9. Chav-blogga - February 20, 2007


As the pop song goes: ‘it’s my life, don’t you forget..”. Me too was excited to find that personal choices should literally be, personal!!

Why don’t we both go looking for other blogs to see if others agree with us? That would be fun wouldn’t it, sweetie.

10. Obsessive Scottish Muslim? « Eye on ‘Gay Muslims’ - July 14, 2009

[…] is very important to him to insist he’s an “academic“, because that apparently gives him the right to say whatever he wants about Islam and we […]

11. Khouloud Louati - September 12, 2014

Im Muslim, i am not lesbian/gay, and I CONDEMN all of you who are committing homosexuality – and ESPECIALLY those of you who are telling everyone PUBLICLY that you are committing this sin!

As for you who are saying it is ALLOWED in ISLAM, then, YOU ARE NOT MUSLIM! Since GOD made is FORBIDDEN – You are RIVALING GOD, and you are MAKING it HALAL!
You are MUSHRIKS (polytheists) – you are making the FORBIDDEN things into HALAL. You are CHANGING the law of GOD (ALLAH)!

I CONDEMN you, and Allah is a witness, till the day of judgement of my CONDEMNATION of all of you (doers, watchers, legislators who allow it).

As much as you hate us, Muslims who accept the prohibition and refrain from it (may Allah protect me and my family and the muslims from this FORBIDDEN act). We will SPEAK/ACT, insha-Allah (if God wills), till the day of judgement — AGAINST your SINFUL action of homosexuality.
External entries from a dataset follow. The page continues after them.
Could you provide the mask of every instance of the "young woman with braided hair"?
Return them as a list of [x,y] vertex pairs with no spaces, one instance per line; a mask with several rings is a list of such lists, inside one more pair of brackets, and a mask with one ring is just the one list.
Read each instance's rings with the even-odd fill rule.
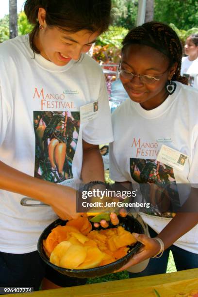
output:
[[[131,266],[134,271],[133,265],[154,257],[143,271],[130,277],[165,273],[170,250],[177,270],[198,267],[198,208],[193,204],[187,212],[186,205],[198,195],[198,90],[186,85],[186,79],[180,75],[182,48],[168,26],[144,24],[132,29],[122,44],[119,72],[129,98],[113,114],[110,178],[148,184],[146,195],[157,198],[163,206],[158,212],[140,213],[151,238],[134,234],[143,247],[121,270]],[[162,145],[163,153],[171,152],[165,153],[166,161],[160,158]],[[167,162],[172,149],[180,156],[176,162],[180,167]],[[180,183],[193,184],[191,191],[184,188],[184,212],[167,212],[173,211],[163,208],[164,203],[170,198],[181,199]]]

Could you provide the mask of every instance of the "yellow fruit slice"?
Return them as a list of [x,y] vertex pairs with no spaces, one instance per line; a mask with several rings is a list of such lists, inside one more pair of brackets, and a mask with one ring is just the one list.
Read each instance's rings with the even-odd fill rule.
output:
[[76,237],[76,238],[77,238],[77,239],[78,239],[78,240],[82,244],[84,244],[86,241],[88,241],[89,240],[89,238],[80,233],[71,232],[70,234]]
[[105,255],[98,248],[88,248],[86,259],[77,269],[87,269],[99,266]]
[[61,259],[66,254],[70,246],[71,243],[68,241],[62,241],[58,244],[51,254],[50,262],[54,265],[60,266]]

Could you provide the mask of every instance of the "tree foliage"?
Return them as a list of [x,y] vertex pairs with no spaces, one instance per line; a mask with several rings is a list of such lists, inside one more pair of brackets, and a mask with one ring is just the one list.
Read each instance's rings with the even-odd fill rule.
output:
[[[28,22],[24,12],[21,11],[18,15],[18,35],[24,35],[29,33],[32,28],[32,26]],[[7,15],[3,18],[0,19],[0,43],[9,38],[9,15]]]
[[138,0],[112,0],[112,17],[113,26],[131,29],[135,26]]
[[198,27],[197,0],[155,0],[154,20],[173,23],[179,29]]
[[0,19],[0,42],[7,40],[9,38],[9,15]]

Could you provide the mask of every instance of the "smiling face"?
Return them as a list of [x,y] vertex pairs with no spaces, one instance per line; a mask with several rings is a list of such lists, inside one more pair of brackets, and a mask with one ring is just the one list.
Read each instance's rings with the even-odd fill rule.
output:
[[49,27],[45,15],[45,10],[39,8],[38,19],[44,28],[35,36],[34,43],[43,57],[58,66],[64,66],[71,59],[78,61],[81,54],[89,50],[99,35],[87,30],[70,33]]
[[194,61],[198,57],[198,46],[195,44],[190,36],[186,39],[184,51],[191,61]]
[[153,109],[167,97],[165,85],[172,78],[176,67],[175,64],[169,67],[168,58],[152,48],[130,45],[123,51],[121,68],[135,75],[149,75],[160,79],[150,84],[143,83],[137,76],[129,79],[120,75],[120,80],[132,101],[140,103],[145,109]]

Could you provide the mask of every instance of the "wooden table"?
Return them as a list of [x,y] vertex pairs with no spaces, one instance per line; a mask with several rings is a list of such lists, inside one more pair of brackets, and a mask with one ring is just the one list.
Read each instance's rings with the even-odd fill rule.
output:
[[[198,290],[198,268],[77,287],[39,291],[29,296],[31,297],[156,297],[158,295],[155,293],[154,289],[160,297],[185,297],[185,294],[191,290]],[[3,296],[24,297],[24,294]]]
There is a difference between a Muslim who does this HARAM act, knowing that it is FORBIDDEN.

And a person who says it is HALAL.
This person is NOT muslim, because he changed the LAW of ALLAH.
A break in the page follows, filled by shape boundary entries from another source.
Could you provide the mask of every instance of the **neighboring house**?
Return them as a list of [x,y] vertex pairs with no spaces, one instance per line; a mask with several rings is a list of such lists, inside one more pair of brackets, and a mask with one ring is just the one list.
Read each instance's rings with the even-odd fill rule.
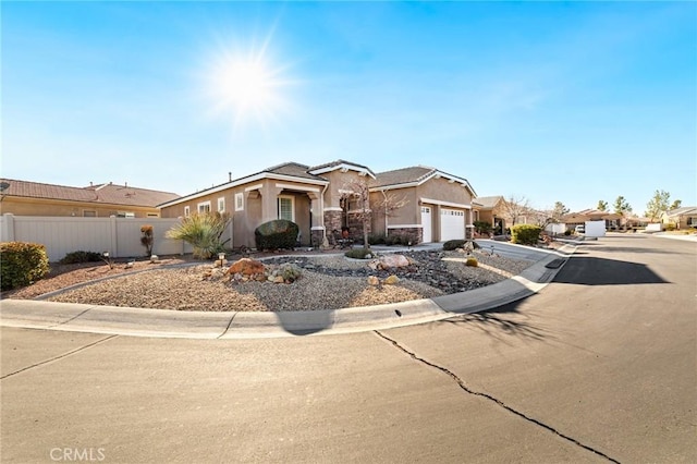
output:
[[0,179],[0,211],[15,216],[157,218],[159,204],[179,197],[169,192],[113,183],[69,187]]
[[600,211],[599,209],[584,209],[583,211],[571,212],[562,219],[562,222],[570,229],[576,225],[585,225],[586,221],[606,221],[607,230],[615,230],[623,224],[623,216],[616,212]]
[[[162,217],[187,217],[220,211],[232,217],[233,246],[255,246],[254,230],[273,219],[299,227],[299,242],[318,246],[348,228],[359,240],[363,228],[356,185],[369,190],[369,232],[408,234],[414,244],[464,237],[472,225],[469,183],[433,168],[405,168],[376,174],[369,168],[337,160],[308,167],[286,162],[255,174],[231,180],[160,205]],[[386,216],[378,206],[387,195],[398,195],[405,206]]]
[[672,224],[675,229],[697,228],[697,206],[685,206],[665,211],[661,216],[661,223]]

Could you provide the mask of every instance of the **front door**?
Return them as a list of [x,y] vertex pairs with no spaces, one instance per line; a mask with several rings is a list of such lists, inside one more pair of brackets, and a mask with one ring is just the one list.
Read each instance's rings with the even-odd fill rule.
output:
[[431,235],[431,207],[421,206],[421,230],[424,232],[424,243],[430,243],[433,239]]

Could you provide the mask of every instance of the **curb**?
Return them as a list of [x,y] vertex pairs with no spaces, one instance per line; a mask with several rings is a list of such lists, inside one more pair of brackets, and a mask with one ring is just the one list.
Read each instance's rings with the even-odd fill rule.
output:
[[[150,338],[258,339],[354,333],[414,326],[480,313],[530,296],[551,282],[578,243],[493,285],[377,306],[306,312],[172,312],[33,300],[0,301],[0,327]],[[560,264],[561,260],[561,264]],[[549,266],[549,267],[548,267]]]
Read Soorah Loot (prophet Lot), and how he called his people AWAY from homosexuality.

Read how Allah punished them, for their disobedience and disbelief in the prophet.

Lot’s prophecy:
Quran 26:161, 7:80–84, 15:67–77, 26:160–168, 29:28–31
Angels appear to Lot:
Quran 11:77–80, 15:61–66
Destruction of Sodom and Gomorrah:
Quran 11:82, 26:169–175, 27:54–58
Lot’s wife: Quran 11:81, 15:60, 29:32
Praise for Lot: Quran 37:133–138, 54:35

ALL of you gay/lesbian ‘muslims’ should FEAR ALLAH’s punishment.
You should ALL REPENT.
STOP doing sexual acts, with a person of your own gender!

Go back to the Quran and Sunnah, to KNOW Islam.
Ask the senior scholars, if you do not know, as ALLAH said:
‘Ask ahludhikr (people of remembrance i.e. scholars who know God’s words), if you do not know’.

The senior scholars are people who pray 5 times a day, fast ramadhan, spend their days and nights studying the book of Allah, and teaching it.

You should take your understanding of the Quran and Sunnah (prophet mohammad’s way) from them!

the senior scholars of our modern times are:
Muqbil, Bin Baz, Al-Albani, Othaimeen, Salih Al fawzan.

you can find their lessons/articles/refutations here:

i ask Allah (God) to guide the non-muslims.
i ask Allah to forgive the muslims who have gotten into homosexuality.
Truly, God forgives all sins, but He does NOT forgive shirk.
So do NOT make homosexuality allowed!
And do NOT do it.
And IF YOU EVER SLIP again, DO NOT tell people about it, but repent before ALLAH sends the angel of death to take your soul!

Khouloud Louati - September 12, 2014

correction to myself:
i said: ‘Read Soorah Loot (prophet Lot), and how he called his people AWAY from homosexuality.’

i meant: ‘Read the soorahs WHICH SPEAK ABOUT Loot.’

Rasheed Eldin - September 21, 2014

Dear brother, there is something called “inviting with wisdom”.